In Canada, there have been extensive efforts in the healthcare field to strengthen the practice of public health, which could be explained with the substantial resources available in the Canadian healthcare system unlike the situation in Bulgaria. The Public Health Agency of Canada is committed to build healthcare infrastructure of high level through the introduction of various training programs and networks that connect experts from different disciplines (Shelton, Cassell, & Adetunji, 2005). It has been indicated the capacity and capability of Canada to act in order to strength the delivery of public health outcomes. Another significant aspect of the overall idea to strengthen the practice of public health in Canada refers to demonstrating evidence-based public health practice (Pan American Health Organization, n. d.). It has been argued that information is a vital point for public health in the country in the sense of serving as a solid basis to make important decisions on disease prevention. In this context, the Public Health Agency of Canada has indicated numerous achievements, such as its report Economic Burden of Illness, which clearly outlines the tools necessary to undertake fundamental public health functions (Norman et al., 2010). The focus is on improving the entire system of collecting and sharing public health information, which would additionally contribute to transparency and feasibility of the public healthcare system as a whole.
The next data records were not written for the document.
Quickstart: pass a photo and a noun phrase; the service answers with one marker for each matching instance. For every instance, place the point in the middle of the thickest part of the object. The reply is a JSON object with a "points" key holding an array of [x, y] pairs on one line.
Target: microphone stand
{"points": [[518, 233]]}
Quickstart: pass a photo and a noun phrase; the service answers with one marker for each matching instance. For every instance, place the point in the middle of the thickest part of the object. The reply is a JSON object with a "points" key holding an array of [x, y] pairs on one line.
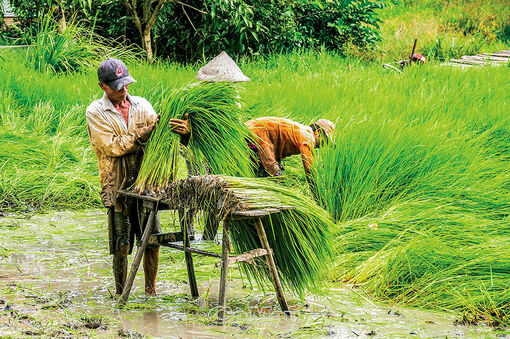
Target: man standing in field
{"points": [[278, 138], [118, 126]]}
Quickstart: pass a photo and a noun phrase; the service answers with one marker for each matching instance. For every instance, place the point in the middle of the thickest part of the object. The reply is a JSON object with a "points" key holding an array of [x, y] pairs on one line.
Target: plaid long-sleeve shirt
{"points": [[115, 143], [278, 138]]}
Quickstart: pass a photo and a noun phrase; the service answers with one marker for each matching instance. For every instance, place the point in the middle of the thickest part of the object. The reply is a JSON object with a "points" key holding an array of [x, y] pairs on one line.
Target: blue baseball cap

In contrast, the situation in the low-income nation of Bulgaria seems completely different from the promising perspectives outlined in the Canadian public health context. The impact of the former communist era in Bulgaria has been rather negative on the delivery of public health outcomes (Spiegel & Yassi, 2004). Despite the reforms that had been initiated in the field, much more should be done to provide high quality services to patients similarly to the health systems in Western European countries, or in high-income nations such as Canada. The quality of medical research and training is inadequate, as this is mainly due to low funding (African Population and Health Research Center, 2011). Another persistent problem that has been detected in the Bulgarian public health system relates to the shortage of primary-care personnel. However, there are hopes that the situation of practicing public health in Bulgaria would improve in the near future given that the country tries its best to comply with the guidelines provided by the European Union (Kyobutungi, Egondi, & Ezeh, 2010).
This essay demonstrated certain comparative points between the public health systems of Canada and Bulgaria. Yet it can be pointed out that contrasting a high-income nation to a low-income country is challenging itself because of the substantial differences of capital and funding mechanisms available in those two countries (Norman et al., 2010). It was concluded that Canada has a better developed public health system than Bulgaria, which is solely because of greater resources available in the Canadian system.